Bannon’s tactics now are to push for greater involvement by the laity in the Church, while pressing the idea that there is corruption – sexual, financial and political – among the bishops and in the Vatican. Like his use of the “drain the swamp” analogy, a phrase popular in the US among those campaigning to clean out corruption in Washington, and urging ordinary Catholics to “take back control”, his strategy is straight out of the populist playbook. While Bannon repeatedly talks about “lay leadership” in the Church, some suspect that this is code for seizing power and control of the assets.

Whatever his real motives, Bannon seems to relish talking up a sense of crisis and disarray in the Church under Francis’ reforming papacy. “The Pope is walking on a razor’s edge. If this continues, we are on the road to a major schism in the Church,” he told Edward Pentin, the Rome correspondent for the US-based National Catholic Register, who published a question and answer with Bannon on his website. The Register is part of the Eternal Word Television Network, among the most hostile media to Francis. Bannon has regularly appeared across its platforms.

Bannon has correctly identified Pope Francis – whose commitment to applying the Gospel to the contemporary world through the promotion of Catholic Social Teaching, stinging critiques of unregulated capitalism, and passionate defence of the environment are forceful and eloquent – as one of the most coherent voices on the world stage against the rise of populist nationalism. In April 2016, the website Source Material reported that during a meeting with Salvini, Bannon advised him to attack the Pope, describing him as “The Enemy”.

But where now for Bannon? He is due in Italy again later this month and is still hoping to open his academy to defend Judaeo-Christian values. The plan had been to turn an old Carthusian monastery in Trisulti, 47 miles south-east of Rome, into a boot camp for culture warriors but that project has hit the buffers after the Italian government decided to revoke the €100,000-a-year lease due to non-payments and breach of the terms of the contract. It might have to be housed elsewhere.

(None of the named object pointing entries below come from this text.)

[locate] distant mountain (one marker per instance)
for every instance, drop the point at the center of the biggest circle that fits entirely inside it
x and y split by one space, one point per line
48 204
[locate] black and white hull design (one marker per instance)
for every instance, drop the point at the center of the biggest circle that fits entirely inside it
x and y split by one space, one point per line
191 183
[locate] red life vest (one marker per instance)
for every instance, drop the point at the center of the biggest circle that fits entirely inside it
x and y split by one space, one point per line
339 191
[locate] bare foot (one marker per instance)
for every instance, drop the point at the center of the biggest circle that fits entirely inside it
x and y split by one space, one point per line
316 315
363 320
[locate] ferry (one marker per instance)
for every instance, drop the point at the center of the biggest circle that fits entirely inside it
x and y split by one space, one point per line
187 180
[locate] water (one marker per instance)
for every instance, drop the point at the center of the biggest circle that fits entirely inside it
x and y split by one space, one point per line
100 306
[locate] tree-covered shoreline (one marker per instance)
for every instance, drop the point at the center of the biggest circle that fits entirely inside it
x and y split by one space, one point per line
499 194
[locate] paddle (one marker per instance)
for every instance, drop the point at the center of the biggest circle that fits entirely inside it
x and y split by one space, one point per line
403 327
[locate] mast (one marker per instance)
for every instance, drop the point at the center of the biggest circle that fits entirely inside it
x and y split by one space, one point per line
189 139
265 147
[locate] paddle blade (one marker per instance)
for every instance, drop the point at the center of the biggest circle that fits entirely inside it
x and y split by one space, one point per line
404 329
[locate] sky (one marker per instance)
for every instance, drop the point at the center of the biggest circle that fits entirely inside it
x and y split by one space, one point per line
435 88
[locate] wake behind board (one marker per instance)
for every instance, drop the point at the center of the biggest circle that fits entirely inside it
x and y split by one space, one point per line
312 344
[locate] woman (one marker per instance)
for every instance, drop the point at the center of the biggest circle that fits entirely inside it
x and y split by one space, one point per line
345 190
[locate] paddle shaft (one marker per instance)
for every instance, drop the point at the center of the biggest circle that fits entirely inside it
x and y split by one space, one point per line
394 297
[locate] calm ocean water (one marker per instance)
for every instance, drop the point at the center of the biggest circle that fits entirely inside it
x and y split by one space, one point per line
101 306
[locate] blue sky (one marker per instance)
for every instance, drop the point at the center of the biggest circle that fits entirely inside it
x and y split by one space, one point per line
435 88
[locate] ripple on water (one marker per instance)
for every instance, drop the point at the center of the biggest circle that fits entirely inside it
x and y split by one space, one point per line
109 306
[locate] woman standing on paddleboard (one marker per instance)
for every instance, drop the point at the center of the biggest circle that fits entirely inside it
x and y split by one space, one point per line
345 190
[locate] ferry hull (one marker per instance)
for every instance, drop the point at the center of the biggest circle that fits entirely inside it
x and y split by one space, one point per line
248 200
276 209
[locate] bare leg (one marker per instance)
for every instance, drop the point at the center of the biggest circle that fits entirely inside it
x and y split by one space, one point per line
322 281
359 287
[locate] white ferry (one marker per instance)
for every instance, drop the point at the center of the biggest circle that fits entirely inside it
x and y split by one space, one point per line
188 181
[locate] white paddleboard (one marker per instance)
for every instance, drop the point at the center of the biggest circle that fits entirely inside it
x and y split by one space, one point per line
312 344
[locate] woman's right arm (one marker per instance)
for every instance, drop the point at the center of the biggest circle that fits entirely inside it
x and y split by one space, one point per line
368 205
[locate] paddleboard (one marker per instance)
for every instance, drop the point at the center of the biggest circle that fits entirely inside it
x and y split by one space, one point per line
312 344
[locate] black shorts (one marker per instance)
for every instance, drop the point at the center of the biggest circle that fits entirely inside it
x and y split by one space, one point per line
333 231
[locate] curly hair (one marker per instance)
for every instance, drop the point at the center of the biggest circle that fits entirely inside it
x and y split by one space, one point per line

Aside from bureaucratic headaches and deep internal divisions among his supporters, Bannon’s greatest obstacle remains Jorge Mario Bergoglio, the 82-year-old Pontiff, a seasoned campaigner who seeks to witness to the Gospel with a mixture of steel, passion and self-discipline. Such a commitment has helped Bergoglio see off various figures of power and authority over the years. Few will be betting against him this time.